The major questions were:
- "How has the global biogeochemical/climate system called Gaia changed in time? What is its history? Can Gaia maintain stability of the system at one time scale but still undergo vectorial change at longer time scales? How can the geologic record be used to examine these questions?"
- "What is the structure of Gaia? Are the feedbacks sufficiently strong to influence the evolution of climate? Are there parts of the system determined pragmatically by whatever disciplinary study is being undertaken at any given time or are there a set of parts that should be taken as most true for understanding Gaia as containing evolving organisms over time? What are the feedbacks among these different parts of the Gaian system, and what does the near closure of matter mean for the structure of Gaia as a global ecosystem and for the productivity of life?"
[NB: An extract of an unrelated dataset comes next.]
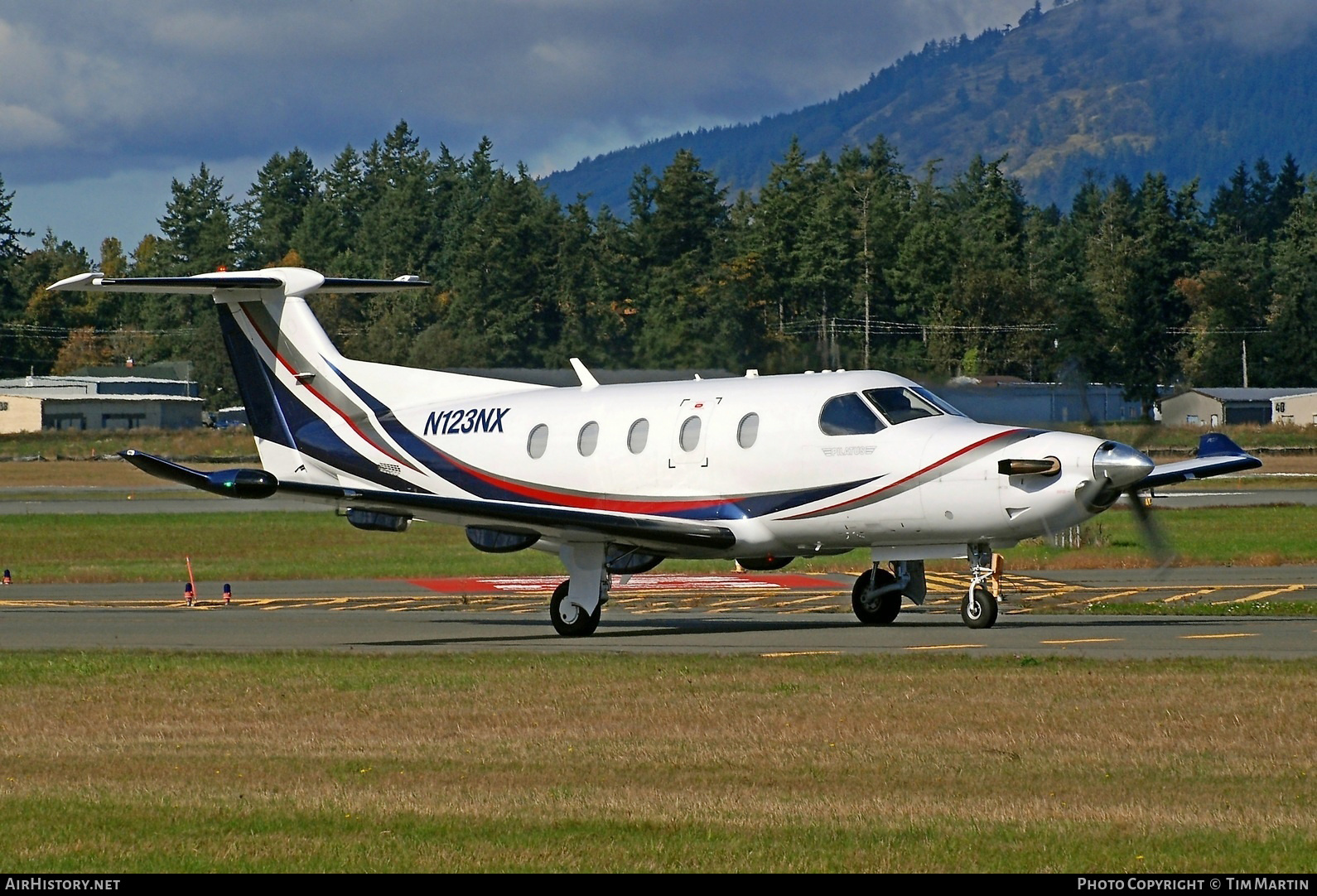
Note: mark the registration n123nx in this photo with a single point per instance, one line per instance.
(618, 478)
- "How do models of Gaian processes and phenomena relate to reality and how do they help address and understand Gaia? How do results from Daisyworld transfer to the real world? What are the main candidates for "daisies"? Does it matter for Gaia theory whether we find daisies or not? How should we be searching for daisies, and should we intensify the search? How can Gaian mechanisms be investigated using process models or global models of the climate system that include the biota and allow for chemical cycling?"
In 1997, Tyler Volk argued that a Gaian system is almost inevitably produced as a result of an evolution towards far-from-equilibrium homeostatic states that maximise entropy production, and Kleidon (2004) agreed stating: "...homeostatic behavior can emerge from a state of MEP associated with the planetary albedo"; "...the resulting behavior of a biotic Earth at a state of MEP may well lead to near-homeostatic behavior of the Earth system on long time scales, as stated by the Gaia hypothesis." Staley (2002) has similarly proposed "...an alternative form of Gaia theory based on more traditional Darwinian principles... In [this] new approach, environmental regulation is a consequence of population dynamics, not Darwinian selection. The role of selection is to favor organisms that are best adapted to prevailing environmental conditions. However, the environment is not a static backdrop for evolution, but is heavily influenced by the presence of living organisms. The resulting co-evolving dynamical process eventually leads to the convergence of equilibrium and optimal conditions."
Fourth Gaia conference
A fourth international conference on the Gaia Theory, sponsored by the Northern Virginia Regional Park Authority and others, was held in October 2006 at the Arlington, VA campus of George Mason University. Martin Ogle, Chief Naturalist, for NVRPA, and long-time Gaia Theory proponent, organized the event. Lynn Margulis, Distinguished University Professor in the Department of Geosciences, University of Massachusetts-Amherst, and long-time advocate of the Gaia Theory, was a keynote speaker. Among many other speakers: Tyler Volk, Co-director of the Program in Earth and Environmental Science at New York University; Dr. Donald Aitken, Principal of Donald Aitken Associates; Dr. Thomas Lovejoy, President of the Heinz Center for Science, Economics and the Environment; Robert Correll, Senior Fellow, Atmospheric Policy Program, American Meteorological Society and noted environmental ethicist, J. Baird Callicott. James Lovelock, the theory’s progenitor, prepared a video specifically for the event.
This conference approached Gaia Theory as both science and metaphor as a means of understanding how we might begin addressing 21st century issues such as climate change and ongoing environmental destruction.